My journey with Red Lobster has included more all-you-can-eat promotions than you can imagine, and they are all pretty much the same. I can tolerate, and even like some of our promo's but this one's a bitch all the way around except for Darden's bottom line.
Endless Shrimp means about 3-5 times the work compared to an average meal. Certainly it is that many more times to give good service, but it's that many more times for my lazy stoner co-worker to fuck it all up for me too. Our store is really exceptional at walking each other's refills, especially at lunch and during volume. We have a few ladies at lunch who are like Energizer bunnies and rather than going to the gym they walk laps at Red Lobster while getting paid. But there are people I work with who I intentionally keep from my tables. People I want nowhere near my customers, even my bad customers. And when those customers are regularly reordering shrimp by the dozen, it make it a battle to keep the weakest links away. And mind you, they're not all stoners I'm trying to keep away, we have some really solid stoner servers. I'm trying to keep away our middle age guy who stares at all the teenage girls. I'm trying to keep the raging hormone bi-boi from trying to hit on my cute guys/gals. I'm trying to keep the co-workers who are having a lover's quarrel out of my section to. And I'm trying at all costs to keep the over-the-top former used car salesman now wannabe manager (in training) as far from my end of the store as possible. He tries to shake everyone's hands at the table. Not. Appropriate. That's taking a table touch way too far hefe.
The good news for me is that this is most likely my last go round with this cursed promotion. Yes, you read that right. There's a light at the end of my tunnel and it isn't a train.

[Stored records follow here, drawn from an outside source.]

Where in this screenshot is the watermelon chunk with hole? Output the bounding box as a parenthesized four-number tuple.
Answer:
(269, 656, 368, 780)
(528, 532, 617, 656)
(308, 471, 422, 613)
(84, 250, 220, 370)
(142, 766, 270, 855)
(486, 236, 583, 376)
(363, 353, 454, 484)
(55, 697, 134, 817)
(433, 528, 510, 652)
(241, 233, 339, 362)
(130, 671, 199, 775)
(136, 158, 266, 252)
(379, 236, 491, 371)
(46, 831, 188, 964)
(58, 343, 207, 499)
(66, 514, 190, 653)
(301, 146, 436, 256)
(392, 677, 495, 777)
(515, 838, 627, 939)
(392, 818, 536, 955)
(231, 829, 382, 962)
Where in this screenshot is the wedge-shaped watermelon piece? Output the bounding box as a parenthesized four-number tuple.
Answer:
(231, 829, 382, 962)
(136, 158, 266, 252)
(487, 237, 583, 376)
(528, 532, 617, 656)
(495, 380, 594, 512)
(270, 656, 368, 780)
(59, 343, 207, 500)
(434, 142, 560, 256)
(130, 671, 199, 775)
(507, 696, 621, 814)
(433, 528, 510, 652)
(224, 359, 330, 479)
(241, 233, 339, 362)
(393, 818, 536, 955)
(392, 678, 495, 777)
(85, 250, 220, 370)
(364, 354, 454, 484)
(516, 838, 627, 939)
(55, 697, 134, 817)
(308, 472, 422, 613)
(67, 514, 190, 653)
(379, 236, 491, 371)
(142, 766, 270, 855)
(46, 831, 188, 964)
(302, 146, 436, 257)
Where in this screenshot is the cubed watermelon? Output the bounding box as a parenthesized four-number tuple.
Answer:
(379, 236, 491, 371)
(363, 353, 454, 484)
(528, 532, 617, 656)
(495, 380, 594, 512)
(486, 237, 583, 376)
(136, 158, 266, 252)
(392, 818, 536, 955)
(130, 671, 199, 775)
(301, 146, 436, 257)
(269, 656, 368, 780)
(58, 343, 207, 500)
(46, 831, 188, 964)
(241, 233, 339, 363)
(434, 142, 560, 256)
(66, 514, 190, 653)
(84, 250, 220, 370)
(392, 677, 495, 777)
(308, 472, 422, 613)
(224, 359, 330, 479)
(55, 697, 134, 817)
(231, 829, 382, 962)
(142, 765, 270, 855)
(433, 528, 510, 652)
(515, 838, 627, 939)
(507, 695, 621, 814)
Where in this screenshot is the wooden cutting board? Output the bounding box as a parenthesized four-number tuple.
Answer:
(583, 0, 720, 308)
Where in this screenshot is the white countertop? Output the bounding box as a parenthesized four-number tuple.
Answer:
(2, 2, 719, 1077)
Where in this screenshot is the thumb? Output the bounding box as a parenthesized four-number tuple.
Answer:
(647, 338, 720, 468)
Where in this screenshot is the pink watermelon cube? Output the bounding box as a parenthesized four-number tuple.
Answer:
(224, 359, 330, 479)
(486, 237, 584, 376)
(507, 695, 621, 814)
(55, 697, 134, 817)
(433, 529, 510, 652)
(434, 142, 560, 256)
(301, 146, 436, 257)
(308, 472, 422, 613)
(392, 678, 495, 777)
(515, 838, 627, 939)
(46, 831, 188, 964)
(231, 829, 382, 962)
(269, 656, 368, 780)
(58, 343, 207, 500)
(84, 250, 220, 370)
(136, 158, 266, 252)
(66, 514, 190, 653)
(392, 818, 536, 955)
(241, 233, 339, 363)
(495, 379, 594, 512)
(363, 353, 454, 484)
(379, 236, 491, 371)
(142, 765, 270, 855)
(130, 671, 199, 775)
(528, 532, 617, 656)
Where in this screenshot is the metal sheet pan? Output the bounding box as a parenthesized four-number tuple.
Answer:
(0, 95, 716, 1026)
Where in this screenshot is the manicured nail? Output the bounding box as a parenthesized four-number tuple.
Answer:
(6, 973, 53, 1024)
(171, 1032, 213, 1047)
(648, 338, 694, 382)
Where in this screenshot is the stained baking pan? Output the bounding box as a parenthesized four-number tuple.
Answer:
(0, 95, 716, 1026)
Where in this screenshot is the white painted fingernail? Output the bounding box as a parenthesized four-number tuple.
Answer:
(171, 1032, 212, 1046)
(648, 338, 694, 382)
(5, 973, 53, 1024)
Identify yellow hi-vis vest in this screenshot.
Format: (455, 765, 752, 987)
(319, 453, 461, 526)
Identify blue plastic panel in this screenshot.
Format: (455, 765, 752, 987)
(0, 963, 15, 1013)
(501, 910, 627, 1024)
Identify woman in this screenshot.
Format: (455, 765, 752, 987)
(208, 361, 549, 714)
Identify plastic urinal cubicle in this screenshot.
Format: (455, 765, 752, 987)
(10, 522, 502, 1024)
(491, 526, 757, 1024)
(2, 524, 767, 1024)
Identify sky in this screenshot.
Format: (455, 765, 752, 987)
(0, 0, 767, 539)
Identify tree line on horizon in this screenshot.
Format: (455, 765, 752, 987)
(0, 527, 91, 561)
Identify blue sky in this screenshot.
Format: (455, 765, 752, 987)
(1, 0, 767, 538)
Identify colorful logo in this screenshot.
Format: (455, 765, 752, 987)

But if you tip well, or hell, I'll even take polite, do come on in and get your four pounds of shrimp before the world's supply runs out - or we end the promo.
To the credit of my cooks, they are kicking out the very best tasting/looking AYCE shrimp I've ever seen. We have a newish cook who has raised the overall level in our whole kitchen. Dude is always on his game and that's made the other guys on the line kick it up a notch too. I suspect it'll taper off after the grind of Endless Shrimp really sets in, but in the meantime it is certainly food I'm proud to serve. Just tell my crazy coworkers to keep their hands off, I'll walk my own if your life is in the middle of a trainwreck/hotflash/drug induced haze.